First impressions are important, just a glance
may reveal of what character is your heart,
or how confident your stride — and now the dance
will start.

The middle portion, either, is not to be neglected,
as attention can sometimes be hard to hold.
Your partner should feel her steps directed.
Be bold,

but not overly so.

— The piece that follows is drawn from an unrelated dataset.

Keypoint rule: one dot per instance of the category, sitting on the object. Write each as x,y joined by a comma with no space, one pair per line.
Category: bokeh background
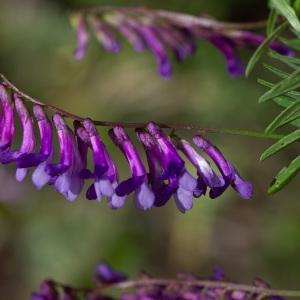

Comfort is the key
that lets the world fall away into the night,
until you both, and the music, may as well be
in flight.

Still, all of this is minor, for no matter
if three minutes of your life are lost
to apologetic smiles, feet that get scattered
and crossed,

if at the end it all comes right.
Those final moments are the ones that reign,
that, if perfected, in memory might
remain.

For you’ll find the sweetness you’re intending
not in flashy tricks or blatant flair,
but on your mutual, intimate attending
to closing steps uttered like a prayer
to the perfect inevitability of an ending,
just

there.

Thursday, April 11, 2013

The Waltzer's Pantoum

If you haven’t yet waltzed, you can’t know how it is.
Stepping in time, sure, that’s a start.
It seems so simple, just turning like this,
But the whole is more than the sum of its parts.

Stepping in time is a sure way to start,
Dodging her foot as you take to the floor.
But the whole is more than the sum of its parts,
And both of you find an increasing rapport.

Dodging another foot, crossing the floor,
More dancers surround you, all twirling like spheres,
And both of you find an increasing rapport
In threading a pathway through all of your peers.

More dancers everywhere blend into spheres,
The whirling lines blurring as sight slips aside.
In weaving a pattern with all of your peers,
You find space connects that had seemed to divide.

As blurring lines whirl and sight steps aside,
You find a new power that carries you on:
The space fills with music that cannot divide
But sweeps you all with it — you find that you’re drawn

By this powerful loving that carries you on,
Arcing through melody, space, and then time,
You’re swept up, and in the new poem that’s drawn,
Your bodies shape stanzas, the pivots all rhyme.

Arcing through melody, space, and then time,
Musicians and dancers transcending the hall,
We all come together in one joyful rhyme,
Not leading, not following, dancing with all.

The music, the dance, have transcended the hall,
It’s simple, yet infinite, turning like this,
You follow the Leader by dancing with all,
But now that you’ve waltzed... well, you know how it is.